9. There is not now, nor has there ever been, the alleged shortage of animal pancreatic tissue to produce insulin for humans and animals.

10. Only the "human" R (regular, neutral, or clear) is anything at all like true human insulins, all of the other types contain protamine (made from trout sperm), and/or zinc, and toxic preservatives (even Human R contains these), manufacturing impurities, chemical compounds to buffer or stabilize the insulins and impurities from the rubber stoppers, plastic syringes, coating agents, and the by-products of all of these as they denature and/or oxidize over time. Many of the different insulin molecules form very different crystal structures as a result of the precise order of each of the 51 amino acids in each of the 2 chains. Humalog has exactly the same 51 amino acids as does human insulin. The only difference is that the Lysine, at B28, and the Proline, at B28, are swapped to form an insulin found nowhere in nature (an insulin that allegedly causes cancer in lab animals due to its high affinity for IGF1 receptor sites).

11. If a single molecule of human DNA were unwound and laid out straight, it would be over 6 feet (2 meters) long. While it would be impossible to see because it would be so thin, it is a huge molecule. An insulin molecule would be sub-microscopic, requiring an electron microscope to even measure its length. What we don’t know about the rDNA synthetics is whether or not we are producing infectious proteins (prions) in or even as the synthetic insulin proteins, or whether we are producing by-product, impurity prions or DNA fragments that are being passed along as impurities in the insulin.

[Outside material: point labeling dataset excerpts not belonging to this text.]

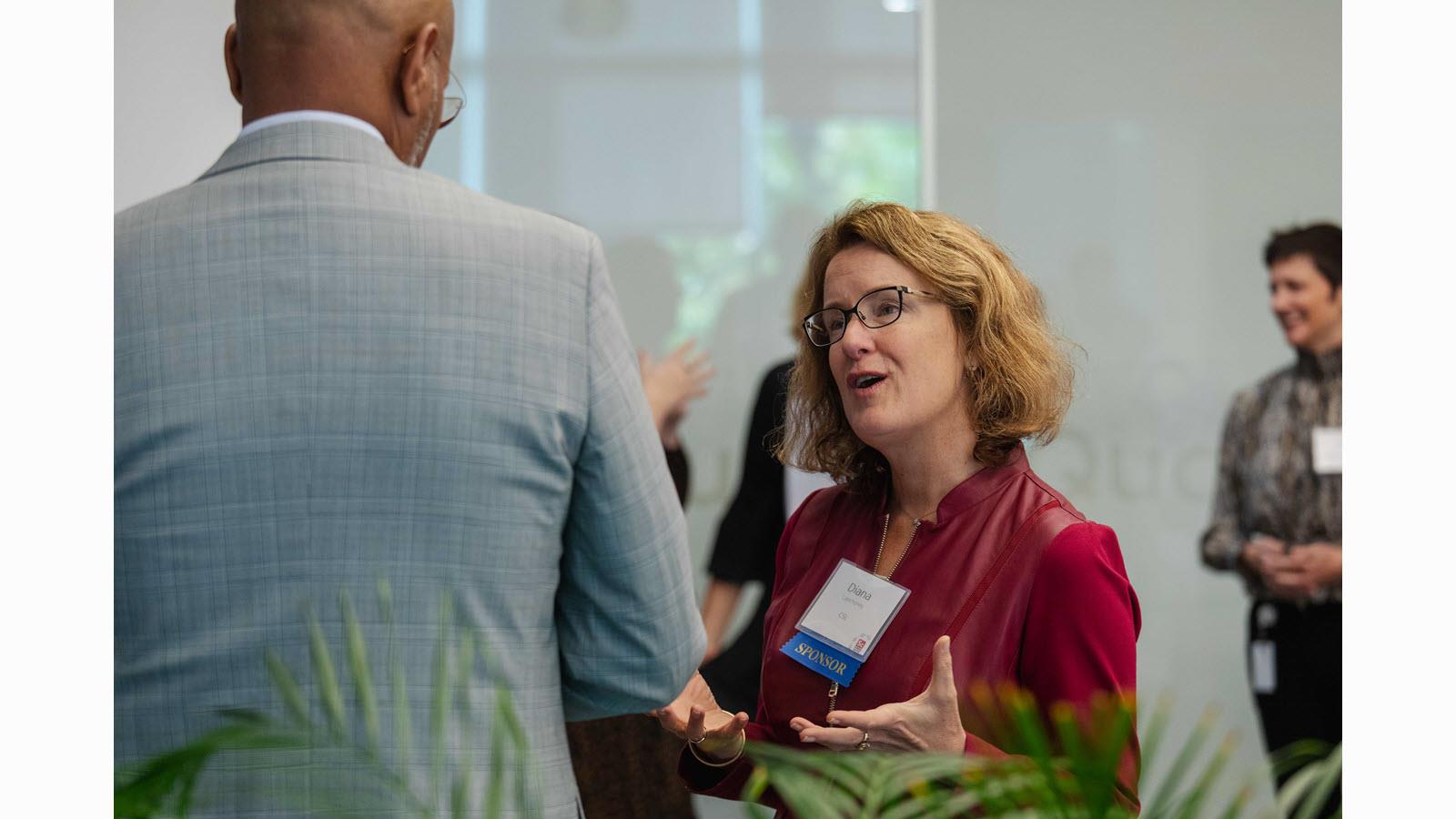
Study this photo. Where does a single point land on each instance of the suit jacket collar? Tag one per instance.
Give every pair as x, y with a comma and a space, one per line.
309, 140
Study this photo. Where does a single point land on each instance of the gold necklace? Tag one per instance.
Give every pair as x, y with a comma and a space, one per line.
880, 552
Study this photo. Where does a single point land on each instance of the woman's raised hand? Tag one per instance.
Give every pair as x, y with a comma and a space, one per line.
929, 722
696, 717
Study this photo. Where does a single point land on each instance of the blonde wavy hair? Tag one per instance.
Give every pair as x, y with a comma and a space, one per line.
1016, 368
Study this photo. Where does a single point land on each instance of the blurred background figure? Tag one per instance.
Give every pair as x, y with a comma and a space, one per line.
1276, 516
746, 545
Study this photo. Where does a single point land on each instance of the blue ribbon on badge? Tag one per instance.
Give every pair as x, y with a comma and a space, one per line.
819, 656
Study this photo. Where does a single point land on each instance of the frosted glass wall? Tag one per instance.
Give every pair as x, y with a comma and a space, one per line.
1133, 157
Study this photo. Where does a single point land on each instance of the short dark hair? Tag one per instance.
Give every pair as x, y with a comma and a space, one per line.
1320, 241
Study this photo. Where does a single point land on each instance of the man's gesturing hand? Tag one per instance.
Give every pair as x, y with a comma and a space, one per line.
929, 722
696, 717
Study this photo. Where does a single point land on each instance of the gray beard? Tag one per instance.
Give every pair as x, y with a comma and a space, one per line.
417, 153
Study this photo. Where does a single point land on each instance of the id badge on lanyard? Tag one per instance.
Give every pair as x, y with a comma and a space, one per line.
844, 622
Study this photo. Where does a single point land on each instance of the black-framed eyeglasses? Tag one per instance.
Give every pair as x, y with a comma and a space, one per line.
875, 309
453, 102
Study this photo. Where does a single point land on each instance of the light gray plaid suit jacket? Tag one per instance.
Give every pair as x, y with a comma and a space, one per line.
334, 369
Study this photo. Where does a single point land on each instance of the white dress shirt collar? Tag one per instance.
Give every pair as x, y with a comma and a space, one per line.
309, 116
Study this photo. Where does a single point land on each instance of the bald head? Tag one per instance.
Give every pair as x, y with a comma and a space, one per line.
385, 62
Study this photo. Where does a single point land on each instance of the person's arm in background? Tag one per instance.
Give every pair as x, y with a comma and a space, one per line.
628, 629
753, 523
720, 605
672, 383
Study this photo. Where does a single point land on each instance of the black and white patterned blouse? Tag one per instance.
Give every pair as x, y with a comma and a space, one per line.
1267, 477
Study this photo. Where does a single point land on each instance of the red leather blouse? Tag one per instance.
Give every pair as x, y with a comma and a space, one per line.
1028, 589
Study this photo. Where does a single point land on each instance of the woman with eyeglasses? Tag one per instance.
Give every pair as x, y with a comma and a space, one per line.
939, 560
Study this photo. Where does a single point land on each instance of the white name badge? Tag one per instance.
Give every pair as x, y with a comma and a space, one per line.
1261, 666
854, 610
1325, 450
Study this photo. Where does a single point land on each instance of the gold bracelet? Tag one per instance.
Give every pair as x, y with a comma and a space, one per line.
692, 748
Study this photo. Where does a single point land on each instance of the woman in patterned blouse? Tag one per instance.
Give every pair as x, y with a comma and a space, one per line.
1276, 519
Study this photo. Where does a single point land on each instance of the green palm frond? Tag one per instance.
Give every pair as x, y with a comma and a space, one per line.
165, 784
1072, 775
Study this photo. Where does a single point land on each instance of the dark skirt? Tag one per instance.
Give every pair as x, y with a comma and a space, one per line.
626, 768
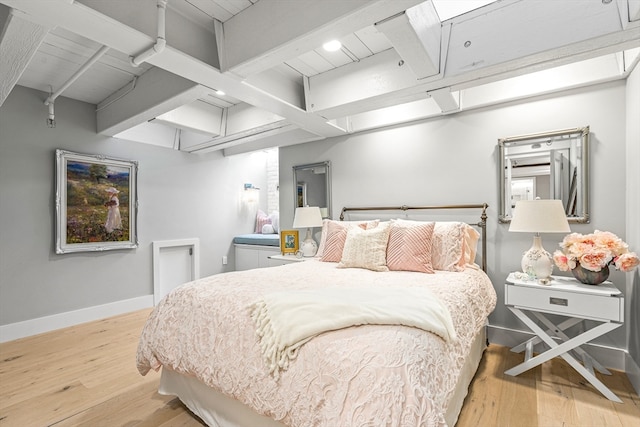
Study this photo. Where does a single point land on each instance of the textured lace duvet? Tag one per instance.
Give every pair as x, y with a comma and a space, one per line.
370, 375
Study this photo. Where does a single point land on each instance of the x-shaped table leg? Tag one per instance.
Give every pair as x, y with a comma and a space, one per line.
562, 349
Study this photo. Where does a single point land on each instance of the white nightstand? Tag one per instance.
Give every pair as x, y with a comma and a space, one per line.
567, 297
275, 260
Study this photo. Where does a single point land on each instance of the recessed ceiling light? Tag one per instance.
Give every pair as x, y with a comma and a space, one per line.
332, 46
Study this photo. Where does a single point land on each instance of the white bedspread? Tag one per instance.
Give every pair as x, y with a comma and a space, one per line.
286, 320
357, 376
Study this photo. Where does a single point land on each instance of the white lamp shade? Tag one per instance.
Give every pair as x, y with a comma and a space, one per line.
539, 216
307, 217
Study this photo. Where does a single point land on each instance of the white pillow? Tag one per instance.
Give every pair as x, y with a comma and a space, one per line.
275, 221
366, 248
268, 229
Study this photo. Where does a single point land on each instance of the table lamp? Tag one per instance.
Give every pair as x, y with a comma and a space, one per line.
539, 216
308, 218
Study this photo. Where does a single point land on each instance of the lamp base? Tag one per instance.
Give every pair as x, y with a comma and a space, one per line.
308, 247
537, 262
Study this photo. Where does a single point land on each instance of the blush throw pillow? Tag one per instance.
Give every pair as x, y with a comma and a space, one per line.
470, 244
409, 247
261, 219
366, 248
447, 252
342, 224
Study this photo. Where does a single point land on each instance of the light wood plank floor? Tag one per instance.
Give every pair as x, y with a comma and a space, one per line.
86, 376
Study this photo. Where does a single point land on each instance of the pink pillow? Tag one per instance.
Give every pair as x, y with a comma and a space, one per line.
470, 244
447, 252
409, 247
325, 228
334, 243
261, 219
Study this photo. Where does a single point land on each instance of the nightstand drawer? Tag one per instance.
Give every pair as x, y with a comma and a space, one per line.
603, 307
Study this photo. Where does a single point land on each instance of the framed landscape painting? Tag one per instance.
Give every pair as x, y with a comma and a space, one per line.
96, 203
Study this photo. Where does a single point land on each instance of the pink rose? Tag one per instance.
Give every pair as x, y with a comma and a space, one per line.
561, 260
595, 260
627, 262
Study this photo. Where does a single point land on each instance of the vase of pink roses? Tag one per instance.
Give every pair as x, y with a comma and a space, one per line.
589, 256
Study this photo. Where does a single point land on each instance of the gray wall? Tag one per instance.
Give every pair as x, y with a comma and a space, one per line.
453, 159
181, 195
633, 215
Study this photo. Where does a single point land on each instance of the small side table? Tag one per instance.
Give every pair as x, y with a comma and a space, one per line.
567, 297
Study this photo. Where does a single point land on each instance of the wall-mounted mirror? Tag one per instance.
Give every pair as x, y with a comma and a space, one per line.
550, 165
312, 186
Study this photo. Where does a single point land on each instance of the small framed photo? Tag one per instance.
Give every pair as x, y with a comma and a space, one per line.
289, 242
96, 203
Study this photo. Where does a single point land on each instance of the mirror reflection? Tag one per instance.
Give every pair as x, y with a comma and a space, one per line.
550, 165
312, 186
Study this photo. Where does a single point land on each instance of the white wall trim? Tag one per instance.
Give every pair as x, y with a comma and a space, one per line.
610, 357
633, 373
193, 243
14, 331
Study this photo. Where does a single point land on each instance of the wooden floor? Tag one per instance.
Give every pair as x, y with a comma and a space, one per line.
86, 376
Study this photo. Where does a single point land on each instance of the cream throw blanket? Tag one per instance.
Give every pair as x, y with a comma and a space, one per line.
286, 320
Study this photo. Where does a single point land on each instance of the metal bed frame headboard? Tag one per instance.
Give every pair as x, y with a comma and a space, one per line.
482, 224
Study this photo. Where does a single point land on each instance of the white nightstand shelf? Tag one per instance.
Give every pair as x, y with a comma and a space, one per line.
566, 297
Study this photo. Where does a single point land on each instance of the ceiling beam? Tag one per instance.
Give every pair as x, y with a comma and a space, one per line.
351, 89
273, 31
96, 26
19, 41
155, 92
416, 35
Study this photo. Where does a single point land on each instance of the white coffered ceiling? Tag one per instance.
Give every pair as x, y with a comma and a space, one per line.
400, 60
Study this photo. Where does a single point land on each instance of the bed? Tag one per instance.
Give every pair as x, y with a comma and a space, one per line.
406, 358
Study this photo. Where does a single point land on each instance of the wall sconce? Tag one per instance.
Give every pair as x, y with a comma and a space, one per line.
251, 194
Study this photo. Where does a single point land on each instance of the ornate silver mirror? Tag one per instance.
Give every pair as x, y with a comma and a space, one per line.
312, 186
549, 165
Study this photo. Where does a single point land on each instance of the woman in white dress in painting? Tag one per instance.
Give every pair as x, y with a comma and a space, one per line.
114, 222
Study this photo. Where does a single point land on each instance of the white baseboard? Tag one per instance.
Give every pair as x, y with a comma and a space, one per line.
633, 373
14, 331
609, 357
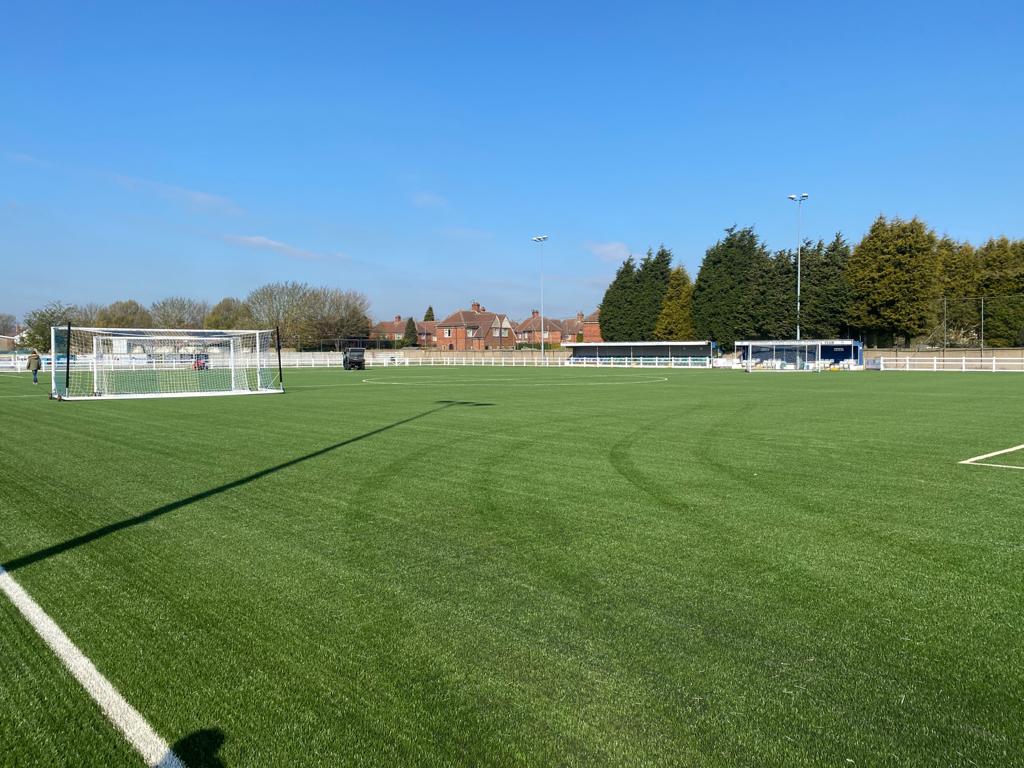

12. We do know that the purification process for any insulin would remove any BSE prions in the insulin, and that the pancreas cannot carry BSE prions, while the nutrient medium for the rDNA insulins contain the primary vectors for BSE, Brain, Heart, Spinal Chord, and Liver tissues from cows.

I am passing this along to all on my mailing lists and will publish it to my web site in hopes that it will clarify what is known at this point. I wish to underscore that we do not wish to have any diabetic deprived of any tool that he or she may find useful in controlling this vicious disease.